On April 12, 1995, the district court dismissed the action for failure to prosecute, stating that it had not received any submissions in the case since this Court had denied Polin's appeal over six months earlier. Judgment was entered on April 17, 1995. On November 6, 1995, the district court received a letter from Polin stating that Polin had sent the court a motion to amend the judgment and that the court never had acknowledged receiving the motion. Polin also stated in the letter that he had received the April 12, 1995 order dismissing the complaint on May 11, 1995, almost one month later. Polin argued that the judgment should be vacated because these incidents showed that the court proceedings were being manipulated, resulting in "fraud upon the court." On November 14, 1995, the district court denied the motion to vacate the judgment. On December 18, 1995, Polin appealed from the district court's November 14th order.

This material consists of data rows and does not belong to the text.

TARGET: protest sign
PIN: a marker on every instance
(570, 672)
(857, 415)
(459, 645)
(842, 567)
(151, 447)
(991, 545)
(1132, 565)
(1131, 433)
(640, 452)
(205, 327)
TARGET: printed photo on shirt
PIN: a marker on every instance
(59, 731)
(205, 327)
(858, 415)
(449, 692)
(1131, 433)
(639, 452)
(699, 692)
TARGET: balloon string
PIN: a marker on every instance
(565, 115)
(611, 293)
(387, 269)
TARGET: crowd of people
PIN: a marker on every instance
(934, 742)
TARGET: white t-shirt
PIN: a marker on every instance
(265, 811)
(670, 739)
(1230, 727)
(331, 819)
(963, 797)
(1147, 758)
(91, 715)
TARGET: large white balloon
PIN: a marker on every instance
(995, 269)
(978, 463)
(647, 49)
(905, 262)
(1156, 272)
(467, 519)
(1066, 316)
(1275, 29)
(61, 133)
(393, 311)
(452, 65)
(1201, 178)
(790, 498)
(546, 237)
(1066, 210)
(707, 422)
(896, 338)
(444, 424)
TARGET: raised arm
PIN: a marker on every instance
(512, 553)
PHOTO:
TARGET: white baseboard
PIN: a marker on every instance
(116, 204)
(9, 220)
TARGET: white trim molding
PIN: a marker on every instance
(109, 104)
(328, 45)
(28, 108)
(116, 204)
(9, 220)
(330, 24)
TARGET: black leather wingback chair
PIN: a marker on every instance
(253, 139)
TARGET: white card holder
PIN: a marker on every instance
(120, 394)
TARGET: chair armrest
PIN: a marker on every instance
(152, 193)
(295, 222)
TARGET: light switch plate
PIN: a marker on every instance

On appeal, Polin argues that the district court erred in denying the motion to vacate the judgment. We reject this contention. Under Fed.R.Civ.P. 60(b), a court may relieve a party from judgment upon a showing of fraud. We review a district court's denial of a Rule 60(b) motion for abuse of discretion. Maduakolam v. Columbia Univ., 866 F.2d 53, 55 (2d Cir.1989).
In the present case, the district judge properly exercised his discretion in denying the motion, finding "that there is no reason why I should vacate the prior order of the court" dismissing the action under Fed.R.Civ.P. 41(b). Although Polin argues that there was "fraud upon the court," Polin has not shown evidence of any such "fraud which seriously affects the integrity of the normal process of adjudication." See Gleason v. Jandrucko, 860 F.2d 556, 559 (2d Cir.1988). Moreover, under Rule 41(b), a district court may, in its discretion, sua sponte dismiss an action for failure to prosecute. Minnette v. Time Warner, 997 F.2d 1023, 1027 (2d Cir.1993). In light of the record in this case, dismissal of the action by the district court was warranted. Polin waited four months after his complaint was filed before moving to proceed in forma pauperis, in an attempt to obtain service through the United States Marshal Service. After this Court, on September 28, 1994, dismissed his appeal from the district court's denial of his motion to proceed in forma pauperis, Polin failed to serve the defendants or to take any other action for six months. Accordingly, the district court properly exercised its discretion in denying Polin's motion to vacate the judgment.